Some pondering about super-resolution


An original rambling of mine with minimal hope of coherence. Most discussion here is not based on any set of papers, particularly the Markov chain exploration. It’s quite likely that it is wrong so be aware of it. It seemed interesting, so I may as well share it.

What’s super-resolution?

Super-resolution is about taking an object with certain resolution and outputting a version of it as if it were of a higher resolution. It takes an object with some information content and guesses a bit more of what it’s given. Its job is to create (not deduce) a plausible version of said object with more information. While this all sounds very fancy, there are a lot of straightforward examples. For instance, a super-resolution algorithm may be concerned with scaling a 64x64 image into a 256x256 image. Variations of this application are very fashionable these days, being used for increased performance in games link or on the pipeline of text-to-image models link.

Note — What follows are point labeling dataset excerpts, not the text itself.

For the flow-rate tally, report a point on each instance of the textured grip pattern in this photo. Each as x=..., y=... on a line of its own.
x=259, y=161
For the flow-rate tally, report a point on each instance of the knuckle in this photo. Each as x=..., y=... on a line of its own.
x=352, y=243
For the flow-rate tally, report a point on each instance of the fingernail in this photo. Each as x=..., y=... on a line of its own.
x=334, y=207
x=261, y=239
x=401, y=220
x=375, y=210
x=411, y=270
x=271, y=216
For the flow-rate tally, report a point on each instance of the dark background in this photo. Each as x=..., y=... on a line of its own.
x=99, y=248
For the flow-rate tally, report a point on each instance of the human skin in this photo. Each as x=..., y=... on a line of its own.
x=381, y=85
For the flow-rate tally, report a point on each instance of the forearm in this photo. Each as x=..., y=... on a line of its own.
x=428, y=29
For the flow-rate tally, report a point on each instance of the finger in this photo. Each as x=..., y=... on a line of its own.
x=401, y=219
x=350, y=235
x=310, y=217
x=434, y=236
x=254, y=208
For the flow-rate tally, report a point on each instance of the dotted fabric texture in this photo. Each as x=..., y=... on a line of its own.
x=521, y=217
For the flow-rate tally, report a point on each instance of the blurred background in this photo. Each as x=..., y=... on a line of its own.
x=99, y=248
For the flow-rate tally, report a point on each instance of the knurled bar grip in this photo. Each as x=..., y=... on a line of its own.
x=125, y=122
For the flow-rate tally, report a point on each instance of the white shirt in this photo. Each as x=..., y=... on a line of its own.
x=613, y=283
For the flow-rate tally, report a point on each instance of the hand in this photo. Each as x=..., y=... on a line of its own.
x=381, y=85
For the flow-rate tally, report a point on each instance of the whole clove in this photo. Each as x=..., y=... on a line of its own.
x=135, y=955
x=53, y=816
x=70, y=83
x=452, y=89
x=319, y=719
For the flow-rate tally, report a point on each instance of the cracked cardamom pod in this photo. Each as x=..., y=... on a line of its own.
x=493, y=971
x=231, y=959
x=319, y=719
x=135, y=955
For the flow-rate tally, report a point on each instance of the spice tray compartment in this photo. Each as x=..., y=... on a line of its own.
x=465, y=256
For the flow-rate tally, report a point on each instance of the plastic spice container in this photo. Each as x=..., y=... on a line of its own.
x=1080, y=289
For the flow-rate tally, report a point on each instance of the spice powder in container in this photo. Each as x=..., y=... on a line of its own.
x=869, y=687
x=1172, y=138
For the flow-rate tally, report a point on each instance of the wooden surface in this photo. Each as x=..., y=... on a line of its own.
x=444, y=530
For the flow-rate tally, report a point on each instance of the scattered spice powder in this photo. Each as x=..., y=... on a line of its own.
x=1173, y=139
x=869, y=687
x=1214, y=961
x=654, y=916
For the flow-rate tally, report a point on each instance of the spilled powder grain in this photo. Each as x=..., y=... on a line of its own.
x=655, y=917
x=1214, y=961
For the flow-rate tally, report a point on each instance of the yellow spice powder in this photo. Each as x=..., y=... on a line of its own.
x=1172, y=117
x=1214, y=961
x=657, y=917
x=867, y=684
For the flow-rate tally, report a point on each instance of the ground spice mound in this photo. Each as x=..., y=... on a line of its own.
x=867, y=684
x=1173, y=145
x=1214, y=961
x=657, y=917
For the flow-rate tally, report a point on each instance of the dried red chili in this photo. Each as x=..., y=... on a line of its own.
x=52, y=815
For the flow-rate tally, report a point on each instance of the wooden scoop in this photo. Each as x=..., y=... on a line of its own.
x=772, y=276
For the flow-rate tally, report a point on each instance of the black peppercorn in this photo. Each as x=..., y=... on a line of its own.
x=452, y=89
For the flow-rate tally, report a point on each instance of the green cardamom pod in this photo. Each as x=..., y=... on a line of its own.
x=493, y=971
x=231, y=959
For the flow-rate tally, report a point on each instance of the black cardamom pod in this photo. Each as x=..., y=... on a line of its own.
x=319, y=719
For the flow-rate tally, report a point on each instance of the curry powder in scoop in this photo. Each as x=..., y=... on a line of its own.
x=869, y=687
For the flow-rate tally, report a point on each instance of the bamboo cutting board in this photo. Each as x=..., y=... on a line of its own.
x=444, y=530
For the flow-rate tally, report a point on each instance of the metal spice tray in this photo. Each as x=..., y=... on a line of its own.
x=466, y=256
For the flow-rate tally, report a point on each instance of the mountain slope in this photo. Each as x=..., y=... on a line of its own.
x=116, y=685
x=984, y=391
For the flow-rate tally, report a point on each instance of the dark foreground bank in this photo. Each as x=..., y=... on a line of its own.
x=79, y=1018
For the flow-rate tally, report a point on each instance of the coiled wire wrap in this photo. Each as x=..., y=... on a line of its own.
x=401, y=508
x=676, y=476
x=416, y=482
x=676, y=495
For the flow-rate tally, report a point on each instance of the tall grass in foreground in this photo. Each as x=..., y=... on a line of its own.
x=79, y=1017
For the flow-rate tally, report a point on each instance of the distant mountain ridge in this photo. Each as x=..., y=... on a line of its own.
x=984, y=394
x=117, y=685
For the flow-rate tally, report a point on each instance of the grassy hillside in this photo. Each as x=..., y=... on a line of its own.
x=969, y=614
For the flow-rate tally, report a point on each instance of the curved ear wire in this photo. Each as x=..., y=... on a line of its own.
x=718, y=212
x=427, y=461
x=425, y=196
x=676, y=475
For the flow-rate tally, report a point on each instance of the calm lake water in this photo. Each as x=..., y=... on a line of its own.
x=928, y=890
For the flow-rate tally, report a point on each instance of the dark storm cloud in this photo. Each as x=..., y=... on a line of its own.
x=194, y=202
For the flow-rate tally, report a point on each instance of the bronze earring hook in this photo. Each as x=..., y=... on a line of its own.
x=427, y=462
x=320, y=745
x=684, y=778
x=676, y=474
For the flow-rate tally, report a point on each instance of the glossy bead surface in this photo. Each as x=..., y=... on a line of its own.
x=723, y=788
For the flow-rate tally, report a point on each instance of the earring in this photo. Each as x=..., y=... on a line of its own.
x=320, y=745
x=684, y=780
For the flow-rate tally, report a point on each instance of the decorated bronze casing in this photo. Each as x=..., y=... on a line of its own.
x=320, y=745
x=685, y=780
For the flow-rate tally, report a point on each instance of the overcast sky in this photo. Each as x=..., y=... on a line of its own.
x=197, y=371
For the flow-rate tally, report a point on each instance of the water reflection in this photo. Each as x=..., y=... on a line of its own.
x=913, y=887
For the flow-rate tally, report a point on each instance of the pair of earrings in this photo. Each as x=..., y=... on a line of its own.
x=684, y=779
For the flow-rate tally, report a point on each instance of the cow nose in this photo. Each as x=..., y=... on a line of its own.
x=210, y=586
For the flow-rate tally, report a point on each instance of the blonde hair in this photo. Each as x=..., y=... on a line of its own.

It’s cool and it denotes how little information is conveyed in real images 1. The information content of an image is much less than what seems natural at first sight because the real world behaves in some very precise ways and as a consequence, even though image space is enormous, most of it doesn’t align with our perception and experiences. Therefore, a good super-resolution algorithm requires some knowledge of the real world (and how we see things) to arrive at a reasonable outcome. There is only a subset of valid possibilities. Take the following related example:

Removed roughly 25% percent of pixels. Can you guess the black patch?
Image source.

To complete the image reasonably it needs to know that it’s a photo. Any random noise won’t work. More than that, it needs to understand that the blue background is likely to be present. How humans look like. That this is a band. That it’s the Beatles. That Paul plays bass and George plays guitar, and so on. No patch-filling method is going to work well without some understanding of the input distribution. The same goes for super-resolution algorithms.

Markov chain setup

We can actually cast this problem into familiar information theory terms for the discrete case. Whether such an interpretation is fruitful or not is a different issue. It’s certainly fun to interpret these things using these concepts.

We can imagine the input playing the role of the “real world” generating the full-resolution object. However, we on the decoder side have no direct access to this. Our “sensor” sends us a low-resolution object conditioned on the input. This is then sent to our receptors that infer a message (basically our brains) based on it.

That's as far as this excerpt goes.